The Simon Marmion Hours (not the only manuscript so called) in the Victoria and Albert Museum in London (1475–81) is, with pages 110 × 75 mm, an example of the fashion for very small but lavish books of hours. Here the borders are especially fine, in some cases going beyond the usual flowers and foliage to include ones showing collections of ivory and enamel plaques, and other pilgrim's souvenirs arrayed on shelves. The book appears to have been made without a specific owner in mind, as there is none of the usual heraldry in the borders and the choice of saints' days included in the calendar is generalized for Bruges and Northern France - by this period books of hours could be bought ready-made, but not usually of this quality. The only full-page miniature without borders in the book is an unusual scene of Heaven and Hell, opposite a Last Judgement on the facing page. The lower two thirds show a fiery hellish landscape, while above naked figures cross a narrow bridge over a lake to a grassy park-like heaven – if they can evade the devils with hooked poles in the water, who try to grab them. Many scenes in the Getty Tondal, and a large Dream of Charles the Bald in the St Petersburg Chroniques also contain striking images on these themes, anticipating those of Hieronymous Bosch.

==Identity questioned==
Between the late 19th century and the mid-20th century, art historians attributed various works to Marmion. However, from 1969, a scholarly counter-movement led by art historian Antoine de Schruyver suggested that Marmion's body of work came from a number of hands. At its largest figures, Marmion's oeuvre amounts to some 40 each of manuscripts and panel paintings, but though his life and his reputation are both covered by contemporary documentation, he cannot be clearly connected by documents to specific surviving works - most of the biographical documentation relates to his ownership of real estate property.
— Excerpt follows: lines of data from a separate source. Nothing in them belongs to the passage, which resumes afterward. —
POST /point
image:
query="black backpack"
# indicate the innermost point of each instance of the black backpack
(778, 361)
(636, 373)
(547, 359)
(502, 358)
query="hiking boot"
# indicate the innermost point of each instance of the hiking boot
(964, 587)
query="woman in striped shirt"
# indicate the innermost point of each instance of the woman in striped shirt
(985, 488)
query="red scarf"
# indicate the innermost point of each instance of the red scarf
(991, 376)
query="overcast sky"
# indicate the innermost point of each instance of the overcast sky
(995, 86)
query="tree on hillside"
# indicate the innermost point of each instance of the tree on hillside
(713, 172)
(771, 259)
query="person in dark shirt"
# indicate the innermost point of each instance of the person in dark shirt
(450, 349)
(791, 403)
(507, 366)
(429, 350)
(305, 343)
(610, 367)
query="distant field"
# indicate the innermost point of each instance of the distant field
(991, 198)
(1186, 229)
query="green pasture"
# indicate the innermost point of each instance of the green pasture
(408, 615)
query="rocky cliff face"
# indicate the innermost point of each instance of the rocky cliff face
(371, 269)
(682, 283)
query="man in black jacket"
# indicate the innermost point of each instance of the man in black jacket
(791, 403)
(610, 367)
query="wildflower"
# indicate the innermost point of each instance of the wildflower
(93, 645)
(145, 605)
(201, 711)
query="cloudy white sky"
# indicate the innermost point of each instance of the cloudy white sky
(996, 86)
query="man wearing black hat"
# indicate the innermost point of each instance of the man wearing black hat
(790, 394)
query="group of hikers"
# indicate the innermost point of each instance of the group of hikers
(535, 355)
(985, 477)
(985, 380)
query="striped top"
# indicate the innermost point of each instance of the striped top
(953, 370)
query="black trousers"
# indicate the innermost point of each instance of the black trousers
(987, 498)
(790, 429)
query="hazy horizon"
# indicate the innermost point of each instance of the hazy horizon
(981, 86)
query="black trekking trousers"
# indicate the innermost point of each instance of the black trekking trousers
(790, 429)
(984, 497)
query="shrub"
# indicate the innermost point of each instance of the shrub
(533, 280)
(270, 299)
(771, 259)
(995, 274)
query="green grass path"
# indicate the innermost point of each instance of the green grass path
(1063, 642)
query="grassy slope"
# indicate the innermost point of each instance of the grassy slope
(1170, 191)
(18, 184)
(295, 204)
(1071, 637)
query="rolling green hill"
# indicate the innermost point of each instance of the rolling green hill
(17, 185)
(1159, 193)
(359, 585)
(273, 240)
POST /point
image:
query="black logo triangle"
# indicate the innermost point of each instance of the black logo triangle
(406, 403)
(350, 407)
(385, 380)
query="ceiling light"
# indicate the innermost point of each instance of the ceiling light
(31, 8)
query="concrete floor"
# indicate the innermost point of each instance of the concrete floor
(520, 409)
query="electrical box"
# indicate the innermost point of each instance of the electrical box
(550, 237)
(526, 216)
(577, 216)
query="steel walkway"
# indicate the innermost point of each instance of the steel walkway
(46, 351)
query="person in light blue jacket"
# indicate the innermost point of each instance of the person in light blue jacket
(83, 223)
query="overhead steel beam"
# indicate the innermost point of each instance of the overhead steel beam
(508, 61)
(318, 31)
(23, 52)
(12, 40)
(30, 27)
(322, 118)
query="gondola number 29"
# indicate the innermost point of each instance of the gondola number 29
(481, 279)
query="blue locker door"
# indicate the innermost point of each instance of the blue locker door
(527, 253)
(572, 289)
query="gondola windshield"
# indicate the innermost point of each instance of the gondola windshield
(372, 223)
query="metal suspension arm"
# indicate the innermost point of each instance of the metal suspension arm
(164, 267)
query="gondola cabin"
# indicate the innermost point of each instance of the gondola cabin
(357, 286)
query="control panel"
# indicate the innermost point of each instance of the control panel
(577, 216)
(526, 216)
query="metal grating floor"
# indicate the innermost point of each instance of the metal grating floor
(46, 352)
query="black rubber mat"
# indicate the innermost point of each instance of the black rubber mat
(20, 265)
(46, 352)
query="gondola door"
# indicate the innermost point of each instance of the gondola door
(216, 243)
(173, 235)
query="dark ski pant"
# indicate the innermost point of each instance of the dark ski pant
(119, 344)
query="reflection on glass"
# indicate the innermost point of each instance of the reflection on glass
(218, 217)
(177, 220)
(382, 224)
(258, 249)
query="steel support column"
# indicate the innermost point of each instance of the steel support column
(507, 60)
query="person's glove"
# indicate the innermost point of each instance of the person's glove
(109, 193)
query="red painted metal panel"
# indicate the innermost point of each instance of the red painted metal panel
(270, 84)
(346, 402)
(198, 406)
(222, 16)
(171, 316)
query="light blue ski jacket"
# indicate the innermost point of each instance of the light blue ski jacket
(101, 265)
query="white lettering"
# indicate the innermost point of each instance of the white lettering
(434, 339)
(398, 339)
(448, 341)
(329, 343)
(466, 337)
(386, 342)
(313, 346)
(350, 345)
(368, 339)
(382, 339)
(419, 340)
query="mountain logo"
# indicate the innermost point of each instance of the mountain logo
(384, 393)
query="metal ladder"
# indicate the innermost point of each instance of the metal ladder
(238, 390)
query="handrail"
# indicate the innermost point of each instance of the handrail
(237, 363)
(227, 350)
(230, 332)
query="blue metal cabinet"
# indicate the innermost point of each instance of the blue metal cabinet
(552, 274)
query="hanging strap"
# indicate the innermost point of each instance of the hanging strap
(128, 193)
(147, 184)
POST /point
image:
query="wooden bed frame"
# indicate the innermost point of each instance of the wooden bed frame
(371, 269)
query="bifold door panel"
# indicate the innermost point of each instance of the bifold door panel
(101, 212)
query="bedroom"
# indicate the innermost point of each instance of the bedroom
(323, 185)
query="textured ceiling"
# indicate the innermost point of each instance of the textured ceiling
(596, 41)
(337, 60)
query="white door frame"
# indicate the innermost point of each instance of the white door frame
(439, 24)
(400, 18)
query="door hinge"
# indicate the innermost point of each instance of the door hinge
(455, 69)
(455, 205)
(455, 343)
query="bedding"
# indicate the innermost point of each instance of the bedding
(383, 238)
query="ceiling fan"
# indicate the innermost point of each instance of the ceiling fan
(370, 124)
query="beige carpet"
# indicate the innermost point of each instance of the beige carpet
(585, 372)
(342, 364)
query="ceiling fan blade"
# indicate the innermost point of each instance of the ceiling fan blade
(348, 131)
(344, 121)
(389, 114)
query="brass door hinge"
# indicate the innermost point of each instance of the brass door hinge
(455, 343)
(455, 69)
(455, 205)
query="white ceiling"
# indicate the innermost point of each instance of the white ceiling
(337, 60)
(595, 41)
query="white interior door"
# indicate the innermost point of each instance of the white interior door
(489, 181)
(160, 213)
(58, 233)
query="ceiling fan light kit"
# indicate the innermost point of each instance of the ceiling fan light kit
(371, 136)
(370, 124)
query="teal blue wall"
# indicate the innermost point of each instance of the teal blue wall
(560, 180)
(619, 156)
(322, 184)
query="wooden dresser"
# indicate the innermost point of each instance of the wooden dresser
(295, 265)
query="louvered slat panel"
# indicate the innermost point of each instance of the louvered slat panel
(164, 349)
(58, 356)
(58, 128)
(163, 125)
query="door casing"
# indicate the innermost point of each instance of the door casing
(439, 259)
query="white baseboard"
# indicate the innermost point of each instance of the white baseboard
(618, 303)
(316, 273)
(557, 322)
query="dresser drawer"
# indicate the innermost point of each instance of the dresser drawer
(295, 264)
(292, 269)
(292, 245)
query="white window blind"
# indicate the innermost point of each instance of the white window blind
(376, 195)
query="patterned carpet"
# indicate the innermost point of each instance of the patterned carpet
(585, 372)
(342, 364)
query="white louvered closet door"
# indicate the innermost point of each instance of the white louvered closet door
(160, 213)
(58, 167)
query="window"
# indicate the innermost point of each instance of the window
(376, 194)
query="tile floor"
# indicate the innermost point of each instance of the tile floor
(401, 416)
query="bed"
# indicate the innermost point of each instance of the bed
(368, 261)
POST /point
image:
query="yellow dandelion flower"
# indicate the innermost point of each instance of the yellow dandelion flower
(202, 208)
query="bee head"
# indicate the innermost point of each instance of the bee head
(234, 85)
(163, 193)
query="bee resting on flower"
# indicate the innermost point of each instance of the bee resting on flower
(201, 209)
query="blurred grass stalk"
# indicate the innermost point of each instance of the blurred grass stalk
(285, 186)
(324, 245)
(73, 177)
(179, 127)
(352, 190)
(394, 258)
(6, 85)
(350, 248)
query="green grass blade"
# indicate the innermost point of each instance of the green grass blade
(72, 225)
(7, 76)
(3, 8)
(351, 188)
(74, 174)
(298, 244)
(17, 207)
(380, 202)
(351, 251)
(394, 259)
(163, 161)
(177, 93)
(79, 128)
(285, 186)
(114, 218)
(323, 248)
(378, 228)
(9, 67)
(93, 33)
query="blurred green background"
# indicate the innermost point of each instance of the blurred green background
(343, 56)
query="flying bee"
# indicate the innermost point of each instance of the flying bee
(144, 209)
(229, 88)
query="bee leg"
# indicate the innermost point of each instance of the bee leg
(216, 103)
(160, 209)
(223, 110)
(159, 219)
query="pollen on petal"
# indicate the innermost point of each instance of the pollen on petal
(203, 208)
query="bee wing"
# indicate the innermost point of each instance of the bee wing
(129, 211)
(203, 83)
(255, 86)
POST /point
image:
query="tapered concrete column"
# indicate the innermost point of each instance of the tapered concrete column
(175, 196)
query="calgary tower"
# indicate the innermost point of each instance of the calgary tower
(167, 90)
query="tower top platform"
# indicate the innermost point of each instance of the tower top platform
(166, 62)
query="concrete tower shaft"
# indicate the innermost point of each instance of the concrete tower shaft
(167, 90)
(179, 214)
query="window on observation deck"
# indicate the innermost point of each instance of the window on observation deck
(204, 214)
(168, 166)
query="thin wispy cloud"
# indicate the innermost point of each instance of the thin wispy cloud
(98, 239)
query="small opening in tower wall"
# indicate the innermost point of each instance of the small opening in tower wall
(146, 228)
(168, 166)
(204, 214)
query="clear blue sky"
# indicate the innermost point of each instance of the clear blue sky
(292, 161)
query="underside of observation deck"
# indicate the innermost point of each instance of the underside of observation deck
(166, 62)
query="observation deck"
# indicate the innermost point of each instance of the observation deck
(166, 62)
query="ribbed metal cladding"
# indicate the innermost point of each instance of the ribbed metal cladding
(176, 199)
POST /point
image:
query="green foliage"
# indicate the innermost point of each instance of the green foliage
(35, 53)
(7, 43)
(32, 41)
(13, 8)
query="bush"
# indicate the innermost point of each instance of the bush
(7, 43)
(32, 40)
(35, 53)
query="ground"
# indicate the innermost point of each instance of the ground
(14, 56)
The circumstantial evidence is strong: the abbot at Saint-Omer (near Valenciennes) who commissioned the St. Bertin altarpiece, Guillaume Filastre, also commissioned the St Petersburg Chroniques and another MS by the same artist. Marmion is recorded as producing a breviary ordered by Philip the Good between 1467 and 1470, and a detached miniature in the Metropolitan Museum of Art (Lehman Collection) may come from this.